Paraguai tenta cooptar movimentos sociais no Brasil para pressionar governo




O jornal Valor publicou dia 7/1 um suplemento Especial denunciando uma nova forma de pressão para forçar as mudanças no Tratado de Itaipú. Trata-se de uma estratégia diplomática incomum. O governo paraguaio tem feito contatos com movimentos populares aliados do governo Lula, como o MST, Via Campesina, Assembléia Popular, Grito dos Excluídos, MAB, CUT e outras entidades sindicais, além do próprio PT, partido de Lula, difundindo a idéia de que o Paraguai tem direito de vender a sua parte da energia produzida pela Binacional, por um preço maior do que o pago atualmente pelo Brasil e tem o direito de vender essa energia para qualquer outro país sem ficar obrigado a vendê-la ao Brasil, conforme estabelece o Tratado assinado pelos dois países em 1973 e válido legalmente até 2023. Os argumentos paraguaios também estão sendo difundidos entre intelectuais de esquerda e Universidades brasileiras.


Essa estratégia ocorre paralelamente aos trabalhos de uma Comissão formada pelos dois países, que está tentando uma negociação que atenda aos interesses dos dois lados. O Paraguai tem uma dívida com o Brasil, por conta desse empreendimento, de US$19 bilhões, pagos em grande parte com a própria energia gerada pela Usina de Itaipu, na qual, dos 20 geradores em operação, 10 são “brasileiros” e 10 “paraguaios”.


Tudo começou com a vitória de Fernando Lugo eleito presidente do Paraguai, após um domínio de 60 anos do partido Colorado, de direita. Lugo é um ex-bispo, de esquerda, partidário da Teologia da Libertação e sua eleição por uma grande aliança, é a esperança do início de um processo de democratização que se espera acontecer no país vizinho. Por outro lado o Acordo de Itaipú foi assinado por dois ditadores que governavam na época o Brasil e o Paraguai. Lugo colocou na sua agenda de candidato a revisão desse Acordo como fundamental para seus propósitos de fazer amplas mudanças nas relações do Paraguai com seus vizinhos. Nesse ponto segue os caminhos abertos por Evo Morales na Bolívia, que nacionalizou a produção e distribuição do gás natural produzido no país. No caso paraguaio porém há um fator totalmente diverso que dificulta as pretensões de Lugo. O Tratado é legal e não pode ser contestado por Corte Internacional já que foi assinado de comum acordo pelos dois países que formaram um Consorcio para construir e operar a usina hidrelétrica. Toda a direção da Binacional é igualmente dividida pelos dois países que têm os mesmos direitos e deveres. A única diferença é que o Brasil financiou toda a obra e isso acabou por tornar o Paraguai um devedor por 50 anos.
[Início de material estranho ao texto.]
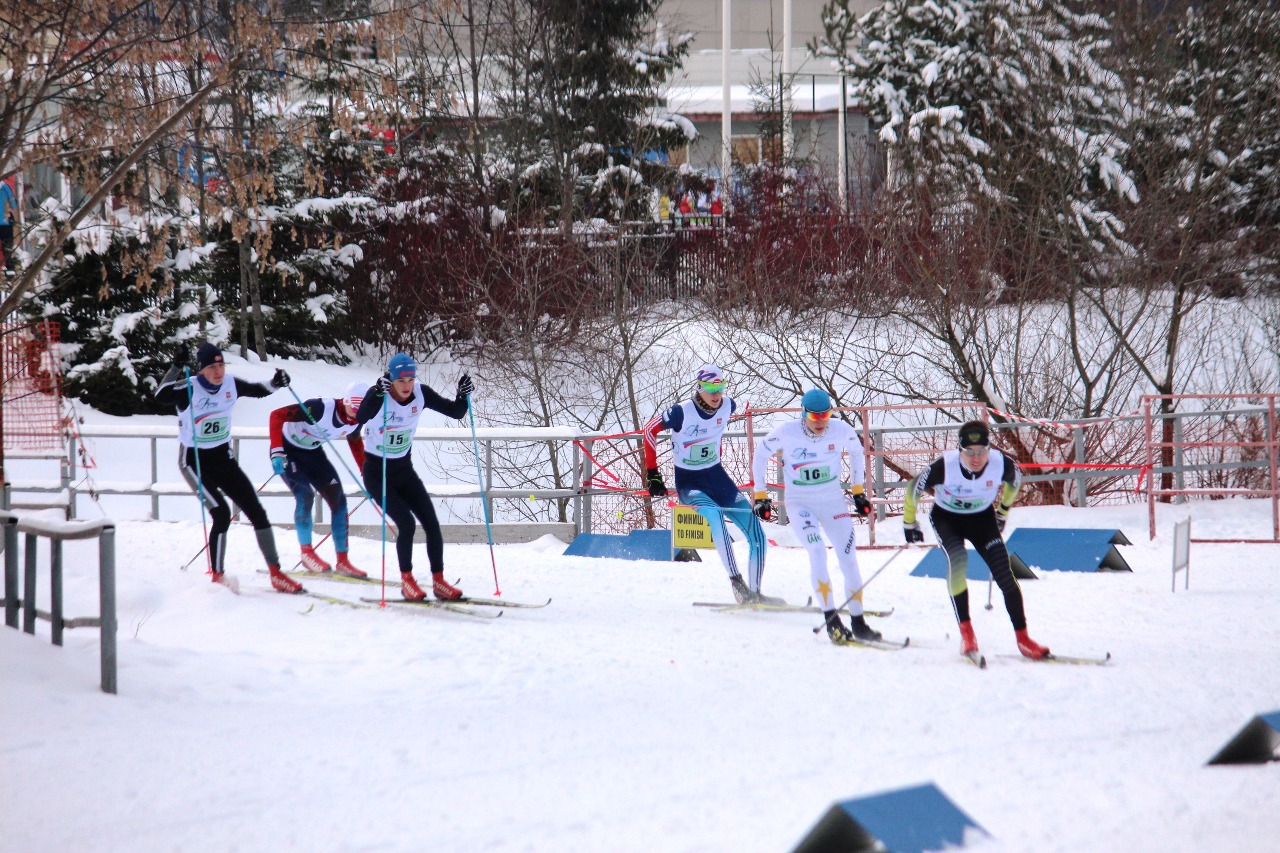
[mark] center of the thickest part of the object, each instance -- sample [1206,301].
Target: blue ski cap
[401,366]
[816,401]
[711,378]
[208,354]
O governo brasileiro tem resistido a qualquer mudança no Tratado e não aceita revisão significativa no preço da energia. Afinal os dois países produzem juntos o produto final que é energia elétrica, mas o Paraguai vende ao seu sócio no empreendimento, com exclusividade, a energia que não utiliza, correspondente a cerca de 90% do que tem direito.
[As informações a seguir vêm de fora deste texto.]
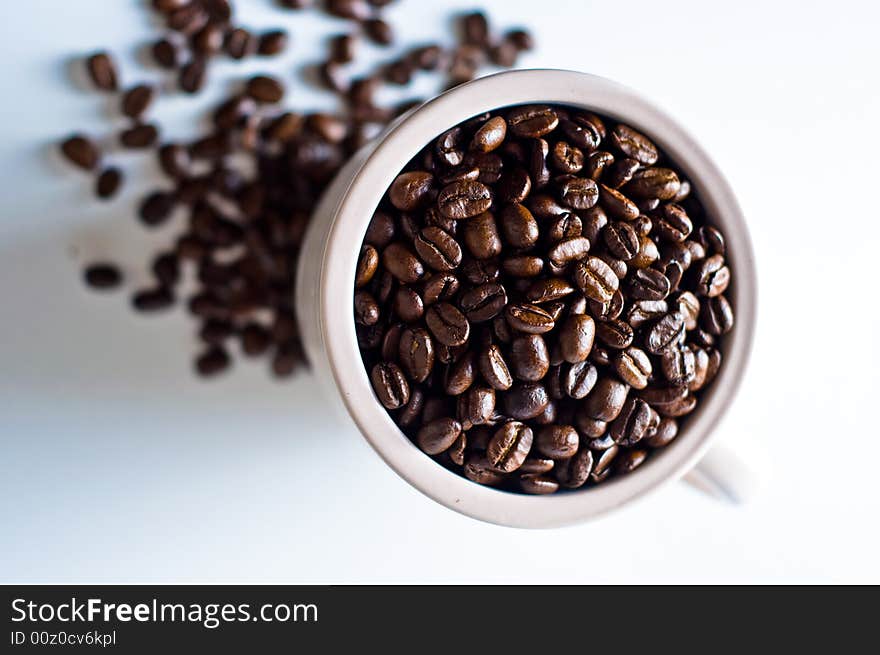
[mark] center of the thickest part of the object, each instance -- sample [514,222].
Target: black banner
[135,619]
Algumas alternativas que achamos razoáveis foram colocadas na mesa de negociação. O Paraguai só é obrigado, pelo Tratado, a vender a energia excedente. Sendo assim uma solução é o Paraguai incentivar a instalação de indústrias que criariam empregos e consumiriam mais energia “paraguaia” da Binacional. Para tornar isso possível o Brasil deverá construir uma Linha de Transmissão ligando a Usina à capital, Assunção. Essa linha resolverá o grande déficit de energia da capital e estimulará a implantação de indústrias.
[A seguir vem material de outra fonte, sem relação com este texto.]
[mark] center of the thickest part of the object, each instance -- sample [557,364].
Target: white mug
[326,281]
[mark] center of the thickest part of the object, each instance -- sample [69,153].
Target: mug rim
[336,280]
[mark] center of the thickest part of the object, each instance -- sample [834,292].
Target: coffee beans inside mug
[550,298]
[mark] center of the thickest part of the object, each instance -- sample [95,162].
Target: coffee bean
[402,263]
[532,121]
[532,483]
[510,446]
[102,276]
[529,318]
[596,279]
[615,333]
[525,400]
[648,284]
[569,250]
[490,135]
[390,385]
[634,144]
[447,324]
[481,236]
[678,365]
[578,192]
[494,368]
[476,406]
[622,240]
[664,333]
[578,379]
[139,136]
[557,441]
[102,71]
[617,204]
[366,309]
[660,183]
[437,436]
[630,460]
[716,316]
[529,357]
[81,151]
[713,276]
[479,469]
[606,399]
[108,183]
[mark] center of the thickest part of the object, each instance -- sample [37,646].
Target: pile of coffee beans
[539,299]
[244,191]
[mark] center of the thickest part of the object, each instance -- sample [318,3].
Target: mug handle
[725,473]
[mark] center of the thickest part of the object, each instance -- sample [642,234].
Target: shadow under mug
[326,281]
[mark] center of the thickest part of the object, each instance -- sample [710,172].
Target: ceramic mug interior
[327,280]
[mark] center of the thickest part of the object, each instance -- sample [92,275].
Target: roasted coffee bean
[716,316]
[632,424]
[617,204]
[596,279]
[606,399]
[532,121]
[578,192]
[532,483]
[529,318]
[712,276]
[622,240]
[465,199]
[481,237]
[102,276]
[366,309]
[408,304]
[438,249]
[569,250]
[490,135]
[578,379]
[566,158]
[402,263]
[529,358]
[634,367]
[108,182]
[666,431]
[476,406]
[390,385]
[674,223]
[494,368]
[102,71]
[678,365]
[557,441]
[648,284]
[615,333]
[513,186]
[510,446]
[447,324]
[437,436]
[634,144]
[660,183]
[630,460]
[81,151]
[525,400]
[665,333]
Na verdade a Usina de Itaipú, para a economia do Paraguai, pode ser comparada ao Pré-sal, para a economia do Brasil, com a grande vantagem de que a usina já está em franca operação e dentro de 14 anos a produção dos 10 geradores será inteiramente paraguaia. O Paraguai é hoje, dizemos infelizmente, o maior exportador de energia elétrica do mundo. Isso porque é um país pouco desenvolvido e não tem como usar a sua própria energia. Se a usasse para seu consumo interno não teria que vender nada ao Brasil.